Between the company's IPO and its entry into the S&P 500, the stock surged more than 1,600 percent, giving the company a market value of about $8 billion. This surge came at a time when the stocks of many other technology companies were collapsing in the wake of the dot-com bubble that peaked in March 2000.
The key to Nvidia's early success
One of the keys to Nvidia's massive success has been its technology being incorporated into video game consoles like Microsoft's Xbox and Sony's PlayStation, where Nvidia's GeForce graphics processing units, or GPUs, have become gamers' go-to devices because they consistently deliver more realistic experiences.
“Jensen Huang was always a great talker, he told good stories, and it was clear that GPUs were becoming more important,” says Rhys Williams, chief strategist at Wi-Fi Capital Management, who was a buyer at the IPO. “Each subsequent generation of hardware offered much better performance, much more realistic graphics, and then PC gaming came along.”
Years of challenges for NVIDIA
The next six years for Nvidia were not the best of times. The stock collapsed in 2008 due to the financial crisis that led to weak demand, and its old competitor Advanced Micro, which had been struggling for a long time, began to recover its activity.
Meanwhile, the relationship between Nvidia and Intel, which allowed the two companies to use each other's capabilities, soured, forcing Nvidia out of one of its biggest markets. The two companies settled in 2011, with Intel agreeing to pay Nvidia $1.5 billion.
Nvidia entered a new and lucrative market in 2012 by launching graphics chips for servers inside data centers. These chips were designed to speed up complex computing operations like oil and gas exploration and weather forecasting. While the chips weren’t an immediate hit, they gave Nvidia a foothold in a promising field.
But it took nearly nine years for Nvidia stock to surpass its 2007 high. This illustrates that success in the technology market sometimes requires patience and a long-term vision. It took time for customers to realize the full value of Nvidia's new technology.
Nvidia shares soared again in 2015. During that time, the company's chips became the foundation for emerging technologies, from advanced graphics interfaces to self-driving vehicles to a new wave of artificial intelligence products.
It was during this period that Banrion Capital Management CEO Shana Cecil first really drew attention to the company.

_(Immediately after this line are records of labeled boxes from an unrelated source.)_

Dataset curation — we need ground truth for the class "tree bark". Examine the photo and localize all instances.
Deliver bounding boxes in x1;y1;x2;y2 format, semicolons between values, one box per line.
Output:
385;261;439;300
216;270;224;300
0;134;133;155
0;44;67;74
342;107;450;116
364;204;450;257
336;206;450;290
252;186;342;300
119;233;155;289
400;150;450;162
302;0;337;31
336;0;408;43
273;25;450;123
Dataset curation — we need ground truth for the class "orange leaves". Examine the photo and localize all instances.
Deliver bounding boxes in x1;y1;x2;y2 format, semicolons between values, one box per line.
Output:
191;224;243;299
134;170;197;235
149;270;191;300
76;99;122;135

She described a 2017 conference where Nvidia looked more like a beauty pageant winner than an investment opportunity.
“Almost every speaker emphasized that Nvidia was the most important company,” Cecile says. “At that point, the company really came onto my radar screen.”

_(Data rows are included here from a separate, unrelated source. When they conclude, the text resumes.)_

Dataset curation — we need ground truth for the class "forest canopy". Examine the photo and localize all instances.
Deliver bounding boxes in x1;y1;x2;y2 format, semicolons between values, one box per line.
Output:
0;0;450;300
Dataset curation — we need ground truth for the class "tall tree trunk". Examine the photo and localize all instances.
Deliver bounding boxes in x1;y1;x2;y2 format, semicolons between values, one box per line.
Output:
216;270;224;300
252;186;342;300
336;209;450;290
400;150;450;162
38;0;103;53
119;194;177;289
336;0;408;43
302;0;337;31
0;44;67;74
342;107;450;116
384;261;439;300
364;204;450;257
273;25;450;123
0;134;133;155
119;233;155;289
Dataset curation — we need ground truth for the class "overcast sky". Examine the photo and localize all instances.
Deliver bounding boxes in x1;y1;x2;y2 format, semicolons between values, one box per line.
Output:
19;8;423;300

Even as demand from crypto miners has waned, data center sales have continued to grow. The COVID-19 pandemic has boosted this business, as companies need to buy additional computing power to support remote work.
NVIDIA's data center revenue also grew eightfold from fiscal 2017 to fiscal 2021.
Nvidia shares have fallen in 2022 along with the rest of the tech sector, which has been hit by rising interest rates and slumping demand after the Covid-era boom.
Artificial Intelligence Opportunity
OpenAI's launch of ChatGPT in late 2022 was an immediate success, but it took some time for investors to realize how Nvidia could benefit from it.
Ultimately, interest in ChatGPT and other generative AI products exploded, leading to a crazy increase in orders for Nvidia chips.
Huge leap
- When Nvidia reported its first-quarter 2023 earnings, the size of the jump in its business shocked almost everyone on Wall Street.
- Nvidia provided a quarterly sales forecast that was more than 50 percent above the average forecast.
- NVIDIA's data center sales surpassed gaming revenue for the first time in fiscal 2023.
- Analysts expect Nvidia's data center sales to top $100 billion in the current fiscal year.
“They have a very strong position in the industry,” said Williams, chief strategist at Wavy Capital Management. “Obviously they won’t be able to control 95 percent of the market share forever, but it will be almost impossible for anyone to replace them.”